IAB enrichment

The IAB Spiders & Robots Enrichment uses the IAB/ABC International Spiders and Bots List to determine whether an event was produced by a user or a robot/spider based on its’ IP address and user agent.

There are three fields that can be added to the “parameters” section of the enrichment configuration JSON: ipFile, excludeUseragentFile and includeUseragentFile. They correspond to one of the IAB/ABC database files, and need to have two inner fields:

  • The database field containing the name of the database file.
  • The uri field containing the URI of the bucket in which the database file is found. This field supports http:, https: and s3: schemes.

The table below describes the three types of database fields:

Field nameDatabase descriptionDatabase filename
ipFileBlacklist of IP addresses considered to be robots of spiders"ip_exclude_current_cidr.txt"
excludeUseragentFileBlacklist of useragent strings considered to be robots or spiders"exclude_current.txt"
includeUseragentFileWhitelist of useragent strings considered to be browsers"include_current.txt"

All three of these fields must be added to the enrichment JSON, as the IAB lookup process uses all three databases in order to detect robots and spiders.
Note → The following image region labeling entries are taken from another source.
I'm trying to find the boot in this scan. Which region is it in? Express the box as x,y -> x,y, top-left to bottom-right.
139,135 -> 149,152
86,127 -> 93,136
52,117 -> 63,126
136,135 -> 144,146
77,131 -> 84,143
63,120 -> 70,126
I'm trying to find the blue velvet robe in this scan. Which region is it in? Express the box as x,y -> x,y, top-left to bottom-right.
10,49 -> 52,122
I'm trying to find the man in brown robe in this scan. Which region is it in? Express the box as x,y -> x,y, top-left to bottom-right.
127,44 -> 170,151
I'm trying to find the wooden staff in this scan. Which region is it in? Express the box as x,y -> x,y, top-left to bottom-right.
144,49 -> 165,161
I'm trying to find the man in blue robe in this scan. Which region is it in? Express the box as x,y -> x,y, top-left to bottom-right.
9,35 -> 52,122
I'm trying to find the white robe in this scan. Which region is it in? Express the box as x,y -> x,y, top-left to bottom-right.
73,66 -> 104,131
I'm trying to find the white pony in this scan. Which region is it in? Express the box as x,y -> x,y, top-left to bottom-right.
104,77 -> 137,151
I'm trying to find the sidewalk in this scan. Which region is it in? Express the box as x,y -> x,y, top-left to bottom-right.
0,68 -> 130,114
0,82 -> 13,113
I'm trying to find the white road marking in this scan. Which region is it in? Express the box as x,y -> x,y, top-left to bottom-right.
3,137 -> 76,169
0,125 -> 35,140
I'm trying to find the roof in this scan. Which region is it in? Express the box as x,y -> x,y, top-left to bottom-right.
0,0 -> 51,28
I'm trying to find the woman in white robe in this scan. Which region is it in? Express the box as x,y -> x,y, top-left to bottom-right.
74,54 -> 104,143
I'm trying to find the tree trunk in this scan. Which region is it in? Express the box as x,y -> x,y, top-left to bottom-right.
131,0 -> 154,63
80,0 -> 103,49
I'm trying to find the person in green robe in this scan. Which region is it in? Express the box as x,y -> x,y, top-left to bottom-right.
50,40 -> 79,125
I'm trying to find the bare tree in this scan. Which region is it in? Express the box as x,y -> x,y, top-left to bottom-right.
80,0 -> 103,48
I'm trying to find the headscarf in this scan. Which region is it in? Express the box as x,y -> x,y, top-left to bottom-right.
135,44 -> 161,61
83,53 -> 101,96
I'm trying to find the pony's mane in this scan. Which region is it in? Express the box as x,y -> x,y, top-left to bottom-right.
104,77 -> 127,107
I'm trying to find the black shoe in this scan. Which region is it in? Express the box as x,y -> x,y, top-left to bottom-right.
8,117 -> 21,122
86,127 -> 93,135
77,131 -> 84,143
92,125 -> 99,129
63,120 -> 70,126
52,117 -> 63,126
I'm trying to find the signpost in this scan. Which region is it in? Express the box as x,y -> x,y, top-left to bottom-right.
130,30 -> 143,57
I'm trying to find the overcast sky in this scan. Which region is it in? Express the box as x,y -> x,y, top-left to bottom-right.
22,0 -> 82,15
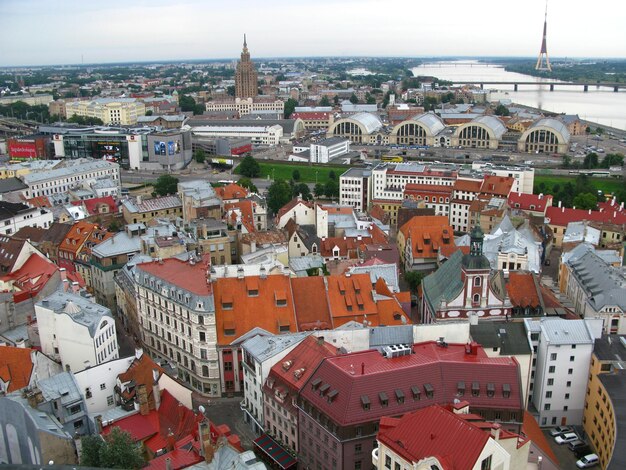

Note that the database files are commercial and proprietary and should not be stored publically - for instance, on unprotected HTTPS or in a public S3 bucket.

Here is an example configuration JSON, containing all databases required by the enrichment:

{
    "schema": "com.snowplowanalytics.snowplow.enrichments/iab_spiders_and_robots_enrichment/jsonschema/1-0-0",
    "data": {
        "name": "iab_spiders_and_robots_enrichment",
        "vendor": "com.snowplowanalytics.snowplow.enrichments",
        "enabled": true,
        "parameters": {
            "ipFile": {
                "database": "ip_exclude_current_cidr.txt",
                "uri": "s3://my-private-bucket/iab"
            },
            "excludeUseragentFile": {
                "database": "exclude_current.txt",
                "uri": "s3://my-private-bucket/iab"
            },
            "includeUseragentFile": {
                "database": "include_current.txt",
                "uri": "s3://my-private-bucket/iab"
            }
        }
    }
}

This enrichment uses the following fields of a Snowplow event:

  • useragent to determine an event’s useragent, which will be validated against the databases described in excludeUseragentFile and includeUseragentFile.
  • user_ipaddress to determine an event’s IP address, which will be validated against the database described in ipFile.
  • derived_tstamp to determine an event’s datetime. Some entries in the Spiders & Robots List can be considered “stale”, and will be given a category of INACTIVE_SPIDER_OR_ROBOT rather than ACTIVE_SPIDER_OR_ROBOT based on their age.

As mentioned previously, this enrichment uses the IAB/ABC International Spiders & Robots List to look up information about an event based on it’s IP address and useragent. It processes IAB/ABC database files using the Snowplow IAB Spiders And Robots Java Client.

The enrichment adds a new derived context to the enriched event, which is based on the com.iab.snowplow/spiders_and_robots/jsonschema/1-0-0 schema and contains the following data:

Field Purpose
spiderOrRobot true if the event checked against the list is a spider or robot, false otherwise
category a category based on activity if event is a spider or robot, BROWSER otherwise
reason the type of database that caused the event to be flagged as a spider or robot, PASSED_ALL otherwise
primaryImpact whether the spider or robot would affect page impression measurement, ad impression measurement, both or none

Here is an example of the derived context attached to an enriched Snowplow event:

{
    "schema": "iglu:com.iab.snowplow/spiders_and_robots/jsonschema/1-0-0",
    "data": {
        "spiderOrRobot": false,
        "category": "BROWSER",
        "reason": "PASSED_ALL",
        "primaryImpact": "NONE"
    }
}

Warning

IAB enrichment treats Android tracker events as spider-generated. To resolve, see Discource post.